Tradicionalmente, a semana de dezembro que tem a última reunião do FED no ano é também considerado como o marco para a redução significativa dos indicadores econômicos em direção as festas de final de ano. Neste caso não foi diferente: apesar das notícias relevantes ao longo dos últimos dias, a  expectativa para as próximas duas semanas é efetivamente de mercados mais tranquilos.

No cenário externo, a dualidade entre a velocidade de vacinação e o avanço das contaminações permanece como linha determinante dos mercados e é, para todos os efeitos, a separação entre um curto prazo desafiador e um longo prazo de recuperação.

Nada melhor para reforçar este cenário desafiador do curto prazo como a divulgação das vendas no varejo dos EUA para o mês de novembro. Os dados mostram de forma clara que há desaceleração da economia se comparado ao fortíssimo ritmo de crescimento do terceiro trimestre. Isto se encaixa em nossa perspectiva de que aumento da incerteza gera uma alteração nos gastos dos agentes econômicos, o que tem de se mostrar de alguma forma nos dados.

Já a reunião do FED produziu poucas novidades. O Banco Central é otimista em relação ao longo prazo, mas mantém o tom de alerta para o futuro próximo. Ao mesmo tempo, as projeções mostram o Comitê absolutamente confortável com a manutenção da taxa de juros nos patamares atuais junto aos programas de aumento do balanço.

No Brasil, os destaques econômicos também foram concentrados na autoridade monetária. Tanto a ata da última reunião do COPOM como a apresentação do Relatório Trimestral de Inflação demonstraram que o Banco Central se prepara para retirar o forward guidance de seu conjunto de instrumentos. Posteriormente, a expectativa é de retomada do ciclo de alta da taxa SELIC, o que estimamos acontecer na reunião de junho de 2021.

Já em termos econômicos tivemos poucas novidades, com principal destaque ficando por conta da aprovação da LDO no Congresso Nacional. Como comentado anteriormente, o avanço do processo orçamentário é essencial para garantir a sua execução ao começo do ano que vem. A alternativa seria extremamente danosa para o funcionamento do país ao começo do ano e com certeza causaria elevação desnecessária da volatilidade no mercado.
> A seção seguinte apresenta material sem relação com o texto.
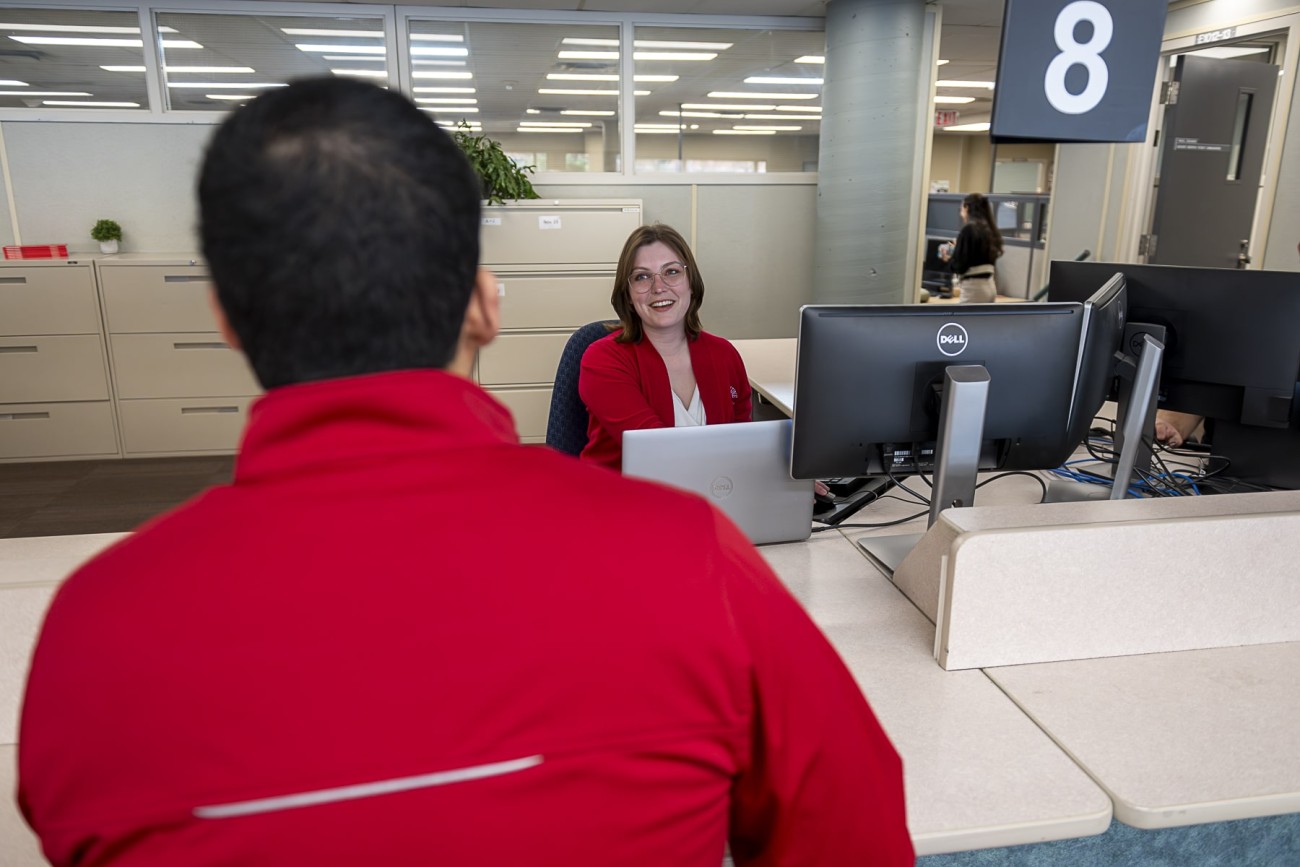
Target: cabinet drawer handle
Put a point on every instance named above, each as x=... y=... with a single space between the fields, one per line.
x=191 y=411
x=200 y=345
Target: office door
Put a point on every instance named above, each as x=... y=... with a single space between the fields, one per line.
x=1212 y=155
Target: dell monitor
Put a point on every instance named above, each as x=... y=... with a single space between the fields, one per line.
x=1233 y=355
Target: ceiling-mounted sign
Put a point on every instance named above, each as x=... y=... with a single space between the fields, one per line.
x=1077 y=70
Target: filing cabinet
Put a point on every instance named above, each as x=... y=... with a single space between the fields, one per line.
x=55 y=397
x=181 y=389
x=554 y=263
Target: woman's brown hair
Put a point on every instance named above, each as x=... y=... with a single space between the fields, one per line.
x=622 y=297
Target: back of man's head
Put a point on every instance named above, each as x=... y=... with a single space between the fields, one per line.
x=341 y=226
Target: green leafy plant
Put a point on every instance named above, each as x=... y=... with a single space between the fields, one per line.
x=107 y=230
x=502 y=178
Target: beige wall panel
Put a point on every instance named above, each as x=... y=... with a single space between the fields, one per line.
x=52 y=368
x=755 y=252
x=48 y=300
x=531 y=408
x=178 y=365
x=521 y=359
x=156 y=298
x=195 y=424
x=56 y=429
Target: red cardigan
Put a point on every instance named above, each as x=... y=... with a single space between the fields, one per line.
x=625 y=388
x=342 y=623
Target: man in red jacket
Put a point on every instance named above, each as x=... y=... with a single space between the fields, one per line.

Finalmente, o noticiário político segue movimentado em torno da sucessão na presidência na Câmara e no Senado. Enquanto Arthur Lira ganha alguns pontos por sair na frente da corrida, Rodrigo Maia ainda não anunciou (até sexta-feira, hora do almoço) o seu candidato. Tudo indica que teremos um longo processo até o começo de fevereiro para definição das mesas diretoras, o que será mais um argumento de atraso para as reformas que são tão essenciais no Brasil.

Em suma, o final do ano traz continuação de tendências já observadas anteriormente: o mundo contribuiu positivamente para o sentimento de risco na medida em que as perspectivas para vacinação e superação da crise do COVID são positivas. Por outro lado, o recesso mantém as reformas em banho maria e nos deixa sujeitos as volatilidades da corrida pela definição da presidência da Câmara. Assim, vemos mantemos perspectiva positiva para bolsa, mas com fluxo estrangeiro sendo principal vetor da melhora dos preços de ativos locais.

Por Felipe Sichel, estrategista modalmais.